With an immediate and lasting change in range of motion and pain, the repeated motions exam confirmed a classification of derangement, indicating an excellent prognosis. As his pain decreased, his strength also improved, indicating the weakness with resisted hip flexion was more likely related to pain inhibition than true strength loss.
Since we have not actually tested running, we cannot conclude that this movement alone will resolve his primary pain. However, since we were able to find a baseline that reproduced his primary pain, and it changed with the repeated motions exam we have something to start his treatment plan.
The patient was sent home with instructions to assess the effects of this test over the next few days. He was instructed to discontinue any other stretches he was performing, and to perform just this one exercise until he came into the clinic again.
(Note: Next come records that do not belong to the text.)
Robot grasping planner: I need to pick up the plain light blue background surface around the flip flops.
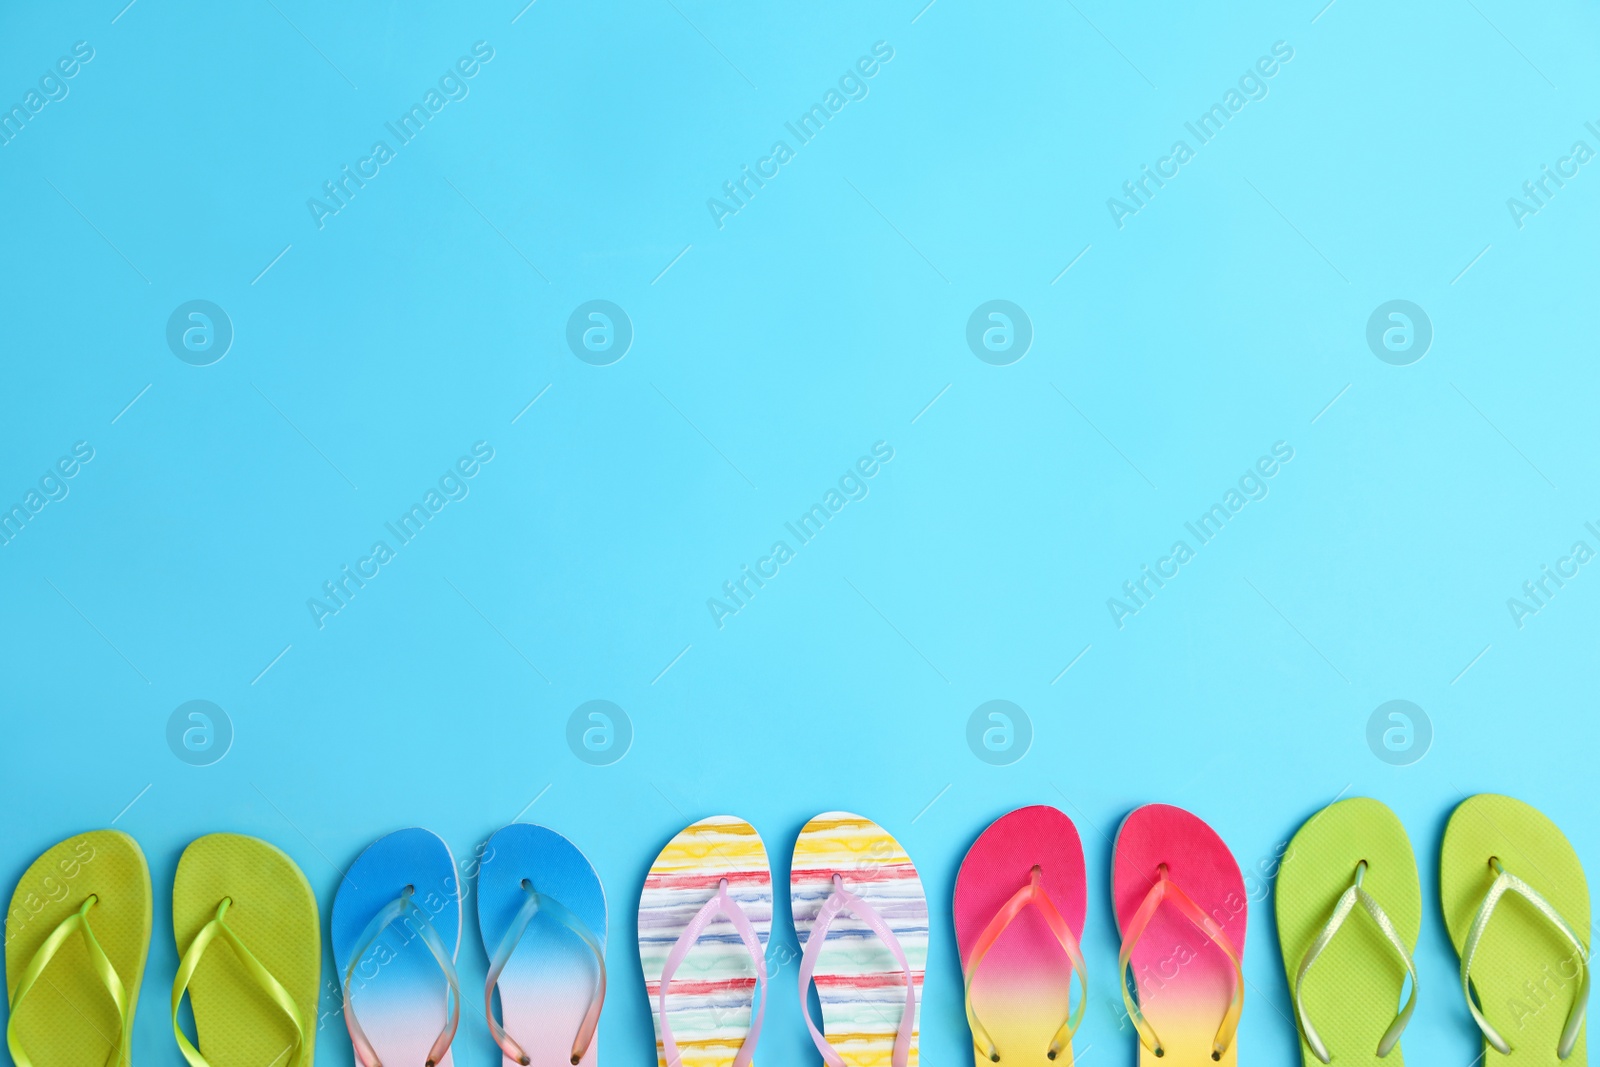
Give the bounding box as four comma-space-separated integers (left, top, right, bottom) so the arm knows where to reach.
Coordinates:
0, 0, 1600, 1067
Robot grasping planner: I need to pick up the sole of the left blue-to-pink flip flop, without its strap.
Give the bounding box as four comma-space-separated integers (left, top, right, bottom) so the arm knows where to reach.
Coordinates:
328, 829, 467, 1067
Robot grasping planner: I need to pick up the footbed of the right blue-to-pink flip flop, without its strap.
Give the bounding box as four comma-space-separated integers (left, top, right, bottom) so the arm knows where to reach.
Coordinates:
466, 822, 606, 1067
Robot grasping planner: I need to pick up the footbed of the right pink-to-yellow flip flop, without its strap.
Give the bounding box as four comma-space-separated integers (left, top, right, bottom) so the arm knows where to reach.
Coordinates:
1112, 805, 1250, 1067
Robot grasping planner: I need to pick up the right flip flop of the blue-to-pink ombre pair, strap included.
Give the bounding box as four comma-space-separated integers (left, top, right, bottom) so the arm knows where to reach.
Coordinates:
478, 822, 606, 1067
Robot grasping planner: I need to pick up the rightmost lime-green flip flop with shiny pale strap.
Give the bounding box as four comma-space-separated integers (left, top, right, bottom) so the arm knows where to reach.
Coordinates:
1438, 793, 1589, 1067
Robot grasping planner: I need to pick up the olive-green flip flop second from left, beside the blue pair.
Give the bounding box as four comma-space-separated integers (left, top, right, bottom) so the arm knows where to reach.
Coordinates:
173, 833, 322, 1067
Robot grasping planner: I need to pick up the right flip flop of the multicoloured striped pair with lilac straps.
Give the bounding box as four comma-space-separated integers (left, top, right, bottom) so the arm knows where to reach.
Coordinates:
789, 811, 928, 1067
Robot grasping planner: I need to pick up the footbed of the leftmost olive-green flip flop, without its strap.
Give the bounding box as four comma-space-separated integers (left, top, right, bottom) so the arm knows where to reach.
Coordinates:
5, 830, 150, 1067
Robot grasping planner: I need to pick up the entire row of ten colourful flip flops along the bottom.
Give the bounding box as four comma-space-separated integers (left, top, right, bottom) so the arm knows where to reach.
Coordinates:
6, 795, 1589, 1067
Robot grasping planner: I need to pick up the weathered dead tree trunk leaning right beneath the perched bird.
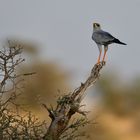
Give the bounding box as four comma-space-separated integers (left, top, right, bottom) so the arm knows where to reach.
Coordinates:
43, 62, 105, 140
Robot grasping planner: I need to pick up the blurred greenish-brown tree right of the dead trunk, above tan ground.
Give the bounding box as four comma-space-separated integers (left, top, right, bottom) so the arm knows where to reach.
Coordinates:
98, 74, 140, 116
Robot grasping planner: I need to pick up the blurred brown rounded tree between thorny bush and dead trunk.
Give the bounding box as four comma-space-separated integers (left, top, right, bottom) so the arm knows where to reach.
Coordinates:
19, 61, 69, 109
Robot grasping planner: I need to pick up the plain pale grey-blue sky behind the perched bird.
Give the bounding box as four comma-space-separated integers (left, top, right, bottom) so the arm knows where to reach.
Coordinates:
0, 0, 140, 84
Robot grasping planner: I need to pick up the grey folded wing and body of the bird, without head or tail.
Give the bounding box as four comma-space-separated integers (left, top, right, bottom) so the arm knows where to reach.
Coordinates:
92, 30, 115, 44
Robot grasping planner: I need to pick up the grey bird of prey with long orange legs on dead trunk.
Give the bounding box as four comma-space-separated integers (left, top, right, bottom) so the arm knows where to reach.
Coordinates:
92, 23, 127, 64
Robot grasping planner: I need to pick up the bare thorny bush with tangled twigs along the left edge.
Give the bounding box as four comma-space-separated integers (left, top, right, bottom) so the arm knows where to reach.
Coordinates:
0, 41, 46, 140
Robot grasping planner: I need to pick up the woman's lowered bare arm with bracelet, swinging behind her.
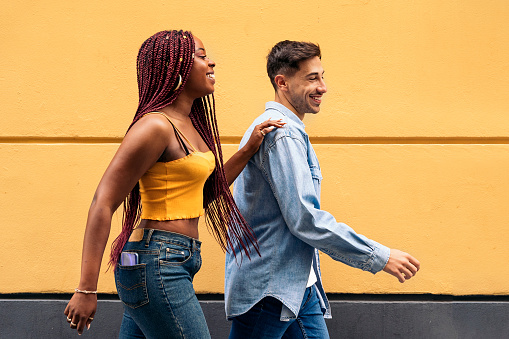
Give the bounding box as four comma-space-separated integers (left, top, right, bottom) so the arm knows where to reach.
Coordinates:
64, 117, 170, 333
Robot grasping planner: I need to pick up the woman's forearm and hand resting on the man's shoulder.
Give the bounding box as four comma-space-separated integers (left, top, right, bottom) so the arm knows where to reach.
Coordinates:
224, 119, 285, 185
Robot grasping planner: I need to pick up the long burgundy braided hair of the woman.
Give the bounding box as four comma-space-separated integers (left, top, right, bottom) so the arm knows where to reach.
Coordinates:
109, 30, 260, 266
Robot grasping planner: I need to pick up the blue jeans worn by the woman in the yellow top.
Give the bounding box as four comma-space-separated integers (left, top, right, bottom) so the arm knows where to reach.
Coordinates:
115, 229, 210, 339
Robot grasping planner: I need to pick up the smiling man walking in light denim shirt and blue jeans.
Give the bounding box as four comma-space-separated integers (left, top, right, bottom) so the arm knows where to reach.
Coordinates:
225, 41, 420, 339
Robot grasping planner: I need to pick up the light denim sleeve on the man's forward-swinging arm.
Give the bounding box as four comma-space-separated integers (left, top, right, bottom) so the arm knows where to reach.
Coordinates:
261, 135, 390, 273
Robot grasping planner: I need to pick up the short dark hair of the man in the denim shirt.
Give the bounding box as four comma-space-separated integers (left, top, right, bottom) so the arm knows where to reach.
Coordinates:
267, 40, 322, 90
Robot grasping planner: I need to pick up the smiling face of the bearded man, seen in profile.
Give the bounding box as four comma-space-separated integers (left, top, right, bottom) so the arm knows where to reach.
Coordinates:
283, 57, 327, 118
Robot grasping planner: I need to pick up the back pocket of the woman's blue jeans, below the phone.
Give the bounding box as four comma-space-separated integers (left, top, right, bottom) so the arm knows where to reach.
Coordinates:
115, 264, 148, 308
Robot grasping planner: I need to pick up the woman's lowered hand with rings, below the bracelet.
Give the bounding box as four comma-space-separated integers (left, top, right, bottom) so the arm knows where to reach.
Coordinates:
64, 293, 97, 335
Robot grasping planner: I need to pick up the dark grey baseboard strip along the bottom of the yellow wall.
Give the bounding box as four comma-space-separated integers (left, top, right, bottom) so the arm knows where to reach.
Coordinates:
0, 295, 509, 339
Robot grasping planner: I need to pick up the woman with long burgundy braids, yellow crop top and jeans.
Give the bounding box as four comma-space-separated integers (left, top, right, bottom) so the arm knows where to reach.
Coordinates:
64, 31, 283, 338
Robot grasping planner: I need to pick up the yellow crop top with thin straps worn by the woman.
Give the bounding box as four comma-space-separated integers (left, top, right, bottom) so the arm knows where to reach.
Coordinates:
139, 112, 216, 220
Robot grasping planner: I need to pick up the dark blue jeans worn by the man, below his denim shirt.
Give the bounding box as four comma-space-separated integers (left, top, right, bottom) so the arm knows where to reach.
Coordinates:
229, 286, 329, 339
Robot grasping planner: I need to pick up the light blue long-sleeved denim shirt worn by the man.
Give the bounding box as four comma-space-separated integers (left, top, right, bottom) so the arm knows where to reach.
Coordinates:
225, 101, 390, 320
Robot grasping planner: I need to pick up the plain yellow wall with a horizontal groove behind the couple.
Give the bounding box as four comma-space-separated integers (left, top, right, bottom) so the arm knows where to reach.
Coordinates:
0, 0, 509, 295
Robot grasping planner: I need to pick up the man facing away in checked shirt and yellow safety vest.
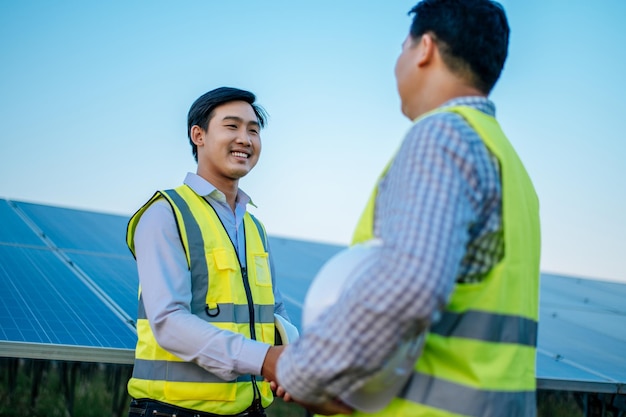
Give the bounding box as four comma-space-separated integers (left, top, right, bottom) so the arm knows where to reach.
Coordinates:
277, 0, 540, 417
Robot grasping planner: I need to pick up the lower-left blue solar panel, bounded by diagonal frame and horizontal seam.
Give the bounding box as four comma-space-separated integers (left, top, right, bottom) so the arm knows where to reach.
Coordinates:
0, 246, 136, 349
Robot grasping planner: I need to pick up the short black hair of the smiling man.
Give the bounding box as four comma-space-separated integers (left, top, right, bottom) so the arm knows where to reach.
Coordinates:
187, 87, 267, 162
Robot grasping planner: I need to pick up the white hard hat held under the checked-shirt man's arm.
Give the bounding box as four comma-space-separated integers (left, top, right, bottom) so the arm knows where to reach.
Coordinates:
302, 239, 424, 413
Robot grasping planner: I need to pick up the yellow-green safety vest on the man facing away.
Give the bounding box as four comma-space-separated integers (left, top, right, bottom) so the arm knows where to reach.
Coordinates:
353, 106, 541, 417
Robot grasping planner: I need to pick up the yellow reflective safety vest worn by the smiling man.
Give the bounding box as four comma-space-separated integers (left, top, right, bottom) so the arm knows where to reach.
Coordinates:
126, 185, 274, 414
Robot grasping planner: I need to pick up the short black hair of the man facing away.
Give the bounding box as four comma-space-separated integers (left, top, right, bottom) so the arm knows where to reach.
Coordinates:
409, 0, 510, 94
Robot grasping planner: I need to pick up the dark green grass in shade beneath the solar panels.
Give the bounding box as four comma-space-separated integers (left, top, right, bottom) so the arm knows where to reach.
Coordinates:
0, 358, 588, 417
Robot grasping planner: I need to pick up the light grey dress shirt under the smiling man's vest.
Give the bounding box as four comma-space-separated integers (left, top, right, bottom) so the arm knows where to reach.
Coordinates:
135, 173, 288, 380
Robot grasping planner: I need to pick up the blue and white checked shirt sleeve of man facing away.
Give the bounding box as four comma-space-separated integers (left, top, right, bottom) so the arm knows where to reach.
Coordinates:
278, 109, 496, 403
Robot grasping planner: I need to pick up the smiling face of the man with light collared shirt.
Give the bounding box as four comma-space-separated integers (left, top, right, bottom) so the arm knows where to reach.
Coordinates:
191, 101, 261, 188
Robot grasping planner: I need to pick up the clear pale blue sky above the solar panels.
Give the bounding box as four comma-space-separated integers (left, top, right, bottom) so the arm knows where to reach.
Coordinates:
0, 0, 626, 281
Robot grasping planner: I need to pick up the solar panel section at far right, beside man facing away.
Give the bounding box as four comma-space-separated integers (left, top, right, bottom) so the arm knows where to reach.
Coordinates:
537, 274, 626, 383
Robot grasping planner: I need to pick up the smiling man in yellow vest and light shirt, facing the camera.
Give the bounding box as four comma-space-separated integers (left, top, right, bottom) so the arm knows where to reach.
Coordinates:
127, 87, 288, 417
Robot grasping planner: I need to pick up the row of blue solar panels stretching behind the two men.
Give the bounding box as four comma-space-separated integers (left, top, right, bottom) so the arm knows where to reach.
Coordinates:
0, 199, 626, 393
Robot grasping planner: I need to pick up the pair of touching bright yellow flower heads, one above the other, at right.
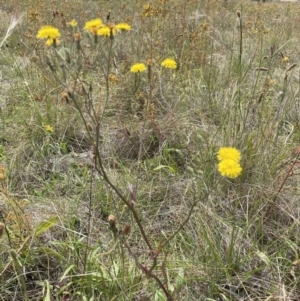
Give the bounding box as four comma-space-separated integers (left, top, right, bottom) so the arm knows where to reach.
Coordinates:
217, 147, 242, 179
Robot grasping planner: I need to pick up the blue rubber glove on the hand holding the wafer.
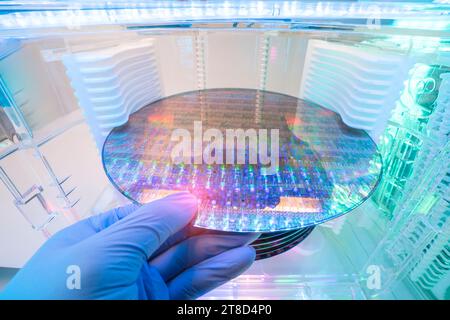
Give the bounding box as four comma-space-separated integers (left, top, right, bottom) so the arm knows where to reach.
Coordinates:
1, 192, 258, 299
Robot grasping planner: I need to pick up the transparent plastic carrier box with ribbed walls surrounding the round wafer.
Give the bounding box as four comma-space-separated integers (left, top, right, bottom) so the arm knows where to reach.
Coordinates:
0, 1, 450, 299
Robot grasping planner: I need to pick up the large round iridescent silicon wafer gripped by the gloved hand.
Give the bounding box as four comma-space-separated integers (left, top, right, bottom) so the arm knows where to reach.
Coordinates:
103, 89, 382, 232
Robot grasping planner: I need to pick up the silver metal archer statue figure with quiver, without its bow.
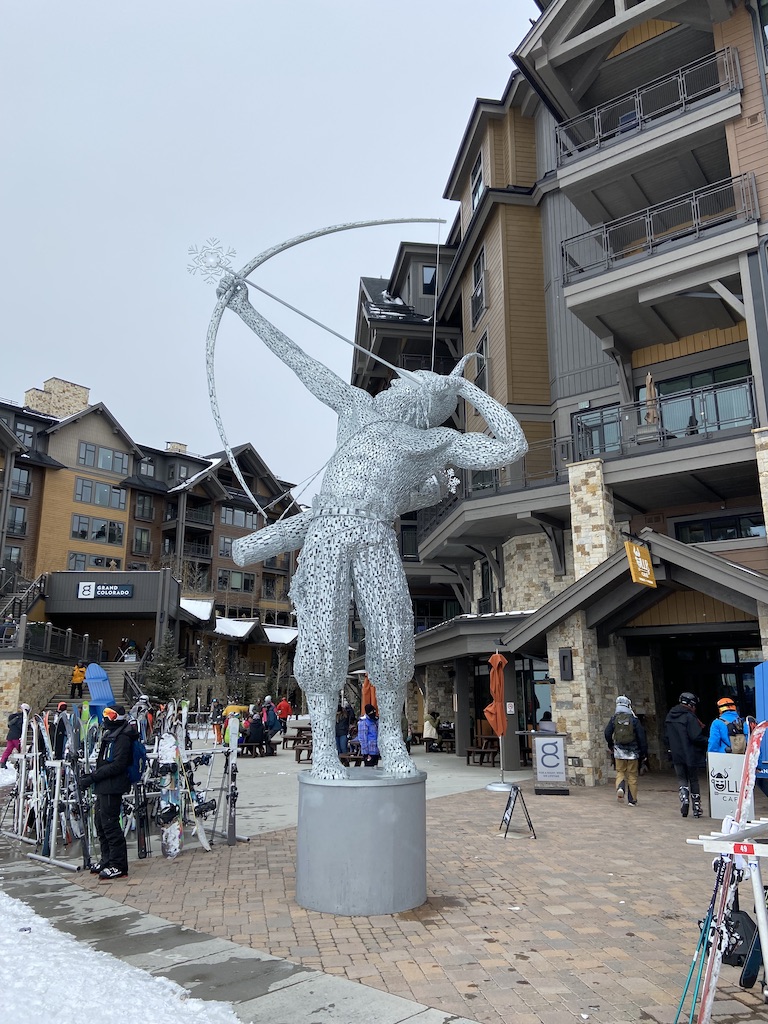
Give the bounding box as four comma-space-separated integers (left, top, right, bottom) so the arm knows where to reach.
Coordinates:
218, 274, 527, 779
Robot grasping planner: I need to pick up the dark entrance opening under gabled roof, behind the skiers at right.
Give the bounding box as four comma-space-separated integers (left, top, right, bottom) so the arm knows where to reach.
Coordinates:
662, 633, 763, 725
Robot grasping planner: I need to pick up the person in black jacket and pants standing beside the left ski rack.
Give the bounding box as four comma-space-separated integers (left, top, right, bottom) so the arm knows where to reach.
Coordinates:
80, 705, 137, 881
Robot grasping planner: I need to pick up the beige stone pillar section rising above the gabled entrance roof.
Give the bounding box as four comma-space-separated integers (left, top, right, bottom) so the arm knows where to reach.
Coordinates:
568, 459, 621, 580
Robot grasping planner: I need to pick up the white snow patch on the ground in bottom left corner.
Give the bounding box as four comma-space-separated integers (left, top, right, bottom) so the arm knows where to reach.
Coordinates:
0, 880, 240, 1024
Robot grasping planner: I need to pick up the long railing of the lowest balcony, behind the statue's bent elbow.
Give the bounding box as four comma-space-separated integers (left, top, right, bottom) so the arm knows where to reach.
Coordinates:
417, 377, 758, 542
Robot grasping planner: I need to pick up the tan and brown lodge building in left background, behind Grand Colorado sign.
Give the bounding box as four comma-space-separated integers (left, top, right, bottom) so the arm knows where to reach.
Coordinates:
0, 378, 298, 674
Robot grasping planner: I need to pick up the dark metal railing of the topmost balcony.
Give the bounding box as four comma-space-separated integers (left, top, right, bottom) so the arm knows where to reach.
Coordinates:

This would help to determine the effect of this one stretch alone. Specifically, he was instructed to do hip extension in half kneeling, 10-15 times, 4-5 times throughout the day. In a few days, he was instructed to test running, to see if a few days of the repeated hip extension in half kneeling produced any positive results for running. Pt understood the mechanical issue, and experienced the immediate results during our assessment. He was eager to take a role in the analysis of his symptoms.
Four days later, the patient presented to the clinic with a journal describing his pain behavior and exercises. There was a consistent effect with the exercise: immediate discomfort, then a loosening of the range of motion and a lessening of pain with each subsequent repetition.
He had tried running two days, and was encouraged as he could now run 10 minutes before experiencing pain. In addition, the pain was not as intense- it was a 2/10 instead of a 5/10 as before. He ran to the clinic for this visit, and was experiencing a 2/10 pain towards the end of his run to the clinic. He demonstrated the exercises, and was performing them correctly.
The patient is better, but is it enough to continue with the current plan of care?
What would you like to add to his home program at this time?
What would you do on this visit?
What other treatments would you want to apply, and why?